Signatures of magnetic phase transitions in $\rho \left(T\right)$ for $H\parallel c$. The first transition ($T_1$, onset of a drop of $\rho$) is suppressed with field and fully disappears at $5\mathrm{T}$. The suppression does not happen continuously. At $2\mathrm{T}$ and above, the jumplike drop gets washed out and a shoulder ($T^{*}$, indicated by arrows) occurs.

Figure 9

Signatures of the two magnetic phase transitions in $\rho (H\parallel c)$ at low temperatures. The large arrows indicate the directions of the field sweeps.
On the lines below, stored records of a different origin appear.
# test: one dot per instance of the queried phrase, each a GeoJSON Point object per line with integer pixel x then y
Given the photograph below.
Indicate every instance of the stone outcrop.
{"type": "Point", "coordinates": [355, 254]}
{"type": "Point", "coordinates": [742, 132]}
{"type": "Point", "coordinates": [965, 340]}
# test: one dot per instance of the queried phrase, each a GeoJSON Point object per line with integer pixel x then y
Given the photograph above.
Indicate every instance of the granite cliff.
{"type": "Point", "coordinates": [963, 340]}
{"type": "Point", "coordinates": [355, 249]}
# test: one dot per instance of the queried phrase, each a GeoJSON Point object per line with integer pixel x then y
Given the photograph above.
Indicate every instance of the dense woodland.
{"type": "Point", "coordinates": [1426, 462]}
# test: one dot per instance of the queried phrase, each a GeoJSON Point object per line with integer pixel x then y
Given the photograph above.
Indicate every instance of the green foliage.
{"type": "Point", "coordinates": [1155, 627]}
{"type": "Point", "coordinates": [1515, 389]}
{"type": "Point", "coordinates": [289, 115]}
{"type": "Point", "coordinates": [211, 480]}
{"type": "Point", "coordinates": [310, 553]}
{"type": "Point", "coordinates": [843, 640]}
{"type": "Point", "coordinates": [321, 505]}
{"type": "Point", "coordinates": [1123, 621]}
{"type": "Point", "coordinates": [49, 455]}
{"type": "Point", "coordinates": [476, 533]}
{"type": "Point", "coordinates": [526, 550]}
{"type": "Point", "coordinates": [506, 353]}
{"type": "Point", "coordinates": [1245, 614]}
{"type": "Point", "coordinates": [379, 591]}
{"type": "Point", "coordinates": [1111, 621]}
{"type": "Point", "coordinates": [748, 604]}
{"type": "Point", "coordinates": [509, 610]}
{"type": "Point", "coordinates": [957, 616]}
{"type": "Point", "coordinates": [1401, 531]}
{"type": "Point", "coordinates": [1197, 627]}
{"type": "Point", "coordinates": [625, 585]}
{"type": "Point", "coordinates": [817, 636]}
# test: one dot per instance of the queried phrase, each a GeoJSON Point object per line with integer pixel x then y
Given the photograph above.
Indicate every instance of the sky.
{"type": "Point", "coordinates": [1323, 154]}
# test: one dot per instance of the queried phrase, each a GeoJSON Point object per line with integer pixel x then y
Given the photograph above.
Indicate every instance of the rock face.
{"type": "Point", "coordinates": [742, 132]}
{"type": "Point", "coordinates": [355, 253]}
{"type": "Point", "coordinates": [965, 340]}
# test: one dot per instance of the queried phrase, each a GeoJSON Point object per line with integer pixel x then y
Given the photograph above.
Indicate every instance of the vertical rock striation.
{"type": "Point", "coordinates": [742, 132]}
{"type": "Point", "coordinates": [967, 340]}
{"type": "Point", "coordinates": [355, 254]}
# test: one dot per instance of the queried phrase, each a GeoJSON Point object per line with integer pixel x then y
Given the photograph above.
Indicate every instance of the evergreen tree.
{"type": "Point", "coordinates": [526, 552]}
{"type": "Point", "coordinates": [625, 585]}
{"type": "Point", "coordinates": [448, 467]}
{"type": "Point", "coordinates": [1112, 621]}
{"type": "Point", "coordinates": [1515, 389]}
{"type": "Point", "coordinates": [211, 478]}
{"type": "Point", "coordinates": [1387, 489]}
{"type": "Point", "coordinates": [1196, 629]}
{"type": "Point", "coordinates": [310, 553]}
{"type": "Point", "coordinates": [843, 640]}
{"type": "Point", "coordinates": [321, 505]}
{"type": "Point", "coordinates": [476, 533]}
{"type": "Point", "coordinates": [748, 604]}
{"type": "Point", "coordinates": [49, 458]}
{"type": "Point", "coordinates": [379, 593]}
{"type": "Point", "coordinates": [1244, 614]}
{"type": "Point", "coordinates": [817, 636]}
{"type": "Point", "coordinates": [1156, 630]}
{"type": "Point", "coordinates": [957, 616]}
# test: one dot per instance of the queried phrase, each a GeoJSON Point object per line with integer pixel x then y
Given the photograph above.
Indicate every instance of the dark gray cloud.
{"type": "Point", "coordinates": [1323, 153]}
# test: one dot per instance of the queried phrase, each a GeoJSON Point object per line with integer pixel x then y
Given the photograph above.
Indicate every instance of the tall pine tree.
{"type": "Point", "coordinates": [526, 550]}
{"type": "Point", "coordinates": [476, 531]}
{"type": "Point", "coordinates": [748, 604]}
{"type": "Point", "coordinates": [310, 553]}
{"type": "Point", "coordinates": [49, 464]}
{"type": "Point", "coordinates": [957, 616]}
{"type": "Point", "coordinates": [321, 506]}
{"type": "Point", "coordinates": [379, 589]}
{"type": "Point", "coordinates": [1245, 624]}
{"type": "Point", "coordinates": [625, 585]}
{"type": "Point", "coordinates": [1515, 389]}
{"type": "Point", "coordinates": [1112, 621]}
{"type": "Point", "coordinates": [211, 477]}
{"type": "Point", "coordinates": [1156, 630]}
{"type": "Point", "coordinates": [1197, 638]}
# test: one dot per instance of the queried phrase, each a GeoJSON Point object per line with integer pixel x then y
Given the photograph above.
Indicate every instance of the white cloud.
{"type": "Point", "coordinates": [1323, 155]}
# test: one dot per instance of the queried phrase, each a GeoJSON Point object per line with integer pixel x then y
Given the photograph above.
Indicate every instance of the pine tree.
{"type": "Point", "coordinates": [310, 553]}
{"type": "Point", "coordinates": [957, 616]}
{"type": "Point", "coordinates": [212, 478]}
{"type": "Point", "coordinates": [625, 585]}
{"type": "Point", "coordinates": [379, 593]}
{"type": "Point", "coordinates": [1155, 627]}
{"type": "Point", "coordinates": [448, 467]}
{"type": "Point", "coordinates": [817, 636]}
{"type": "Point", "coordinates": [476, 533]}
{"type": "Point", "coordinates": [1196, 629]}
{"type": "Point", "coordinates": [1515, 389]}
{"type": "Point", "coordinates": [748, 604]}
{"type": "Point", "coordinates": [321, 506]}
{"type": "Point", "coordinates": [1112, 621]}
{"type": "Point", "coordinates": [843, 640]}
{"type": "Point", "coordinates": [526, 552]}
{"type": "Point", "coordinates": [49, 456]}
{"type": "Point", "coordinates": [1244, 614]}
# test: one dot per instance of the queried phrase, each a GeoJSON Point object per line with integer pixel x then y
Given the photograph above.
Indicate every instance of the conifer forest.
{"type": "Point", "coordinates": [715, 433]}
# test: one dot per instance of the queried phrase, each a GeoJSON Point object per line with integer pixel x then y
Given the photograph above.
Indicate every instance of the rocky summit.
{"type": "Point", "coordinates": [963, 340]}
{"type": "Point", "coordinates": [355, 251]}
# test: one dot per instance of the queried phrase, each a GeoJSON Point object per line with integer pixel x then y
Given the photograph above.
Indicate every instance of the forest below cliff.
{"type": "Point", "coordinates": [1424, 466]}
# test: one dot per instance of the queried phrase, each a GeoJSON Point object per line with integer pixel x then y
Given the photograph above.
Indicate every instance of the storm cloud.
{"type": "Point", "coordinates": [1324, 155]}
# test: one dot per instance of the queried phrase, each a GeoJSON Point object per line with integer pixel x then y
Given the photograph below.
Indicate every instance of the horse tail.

The sweeps show the clear first-order character of the first transition. Due to the small temperature dependence of $\rho$ below $100\mathrm{mK}$, the field sweeps at $75\mathrm{mK}$ are very similar to ${\rho }_0(H\parallel c)$ determined from power-law fits (solid circles). The difference between $\rho \left(H\right)$ at $75\mathrm{mK}$ and $240\mathrm{mK}$ illustrates the $H\parallel c$ dependence of the strength of the low-temperature resistivity.

Figure 10

Temperature dependence of the resistivity for $H\parallel c$. The two graphs illustrate the development with field of the low-temperature dependence of $\rho \left(T\right)$, which is strongest at $9.25\mathrm{T}$.

Figure 11

Analysis of the low-temperature resistivity for $H\parallel c$. The low-temperature exponent $n$ results from single-power-law fits of $\rho \left(T\right)$ (diamonds). The range over which the single-power law holds is indicated in the upper part of the figure (down triangles). Close to $H_{c1}^c$ the shoulder in $\rho \left(T\right)$ does not allow a determination of $n$. In the AF1 phase $x⩾2$. At higher fields $n<2$ in a considerable range with a minimum $n\approx 1$ close to $H_{c3}^c$. The magnitude of the low-temperature dependence of $\rho \left(T\right)$ is measured by the size of $\Delta \rho \left(250\mathrm{mK}\right)$ and reaches a maximum close to $H_{c3}^c$. These graphs are the result of analyzing measurements shown in Fig. 10.

Figure 12

Field-temperature phase diagrams of $\mathrm{YbAgGe}$. The magnetic phase boundaries are mapped by combining results of this study (representative data sets shown in Figs. 2, 3, 8, 9 solid symbols) and a recent study (open symbols) (Ref. 16). Indications for phase transitions have been seen in the resistivity (from up-sweeps in $T$, circles), the magnetoresistance (from up-sweeps in $H$, squares), and in the specific heat (triangles). Features in the Hall resistivity (crosses, $R_H$) define a further line in the phase diagrams (Ref. 21). (a) For $H\parallel a$ at lower fields two antiferromagnetic phases (AF1 and AF2) are found, as well as region III with yet unknown magnetic properties, and a high-field regime. The crossover in the high-field regime between non-Fermi-liquid (NFL) and Fermi-liquid (FL) resistivity sets in where $\mathrm{\Delta }\rho \left(T^2\right)$ ceases to follow a straight line. This phase diagram is the combined result of the in-plane and $c$-axis resistivity. (b) For $H\parallel c$, the various order parameters are unknown but regions I and III correspond to AF1 and AF2 order at zero field, respectively. At high fields an NFL regime is found.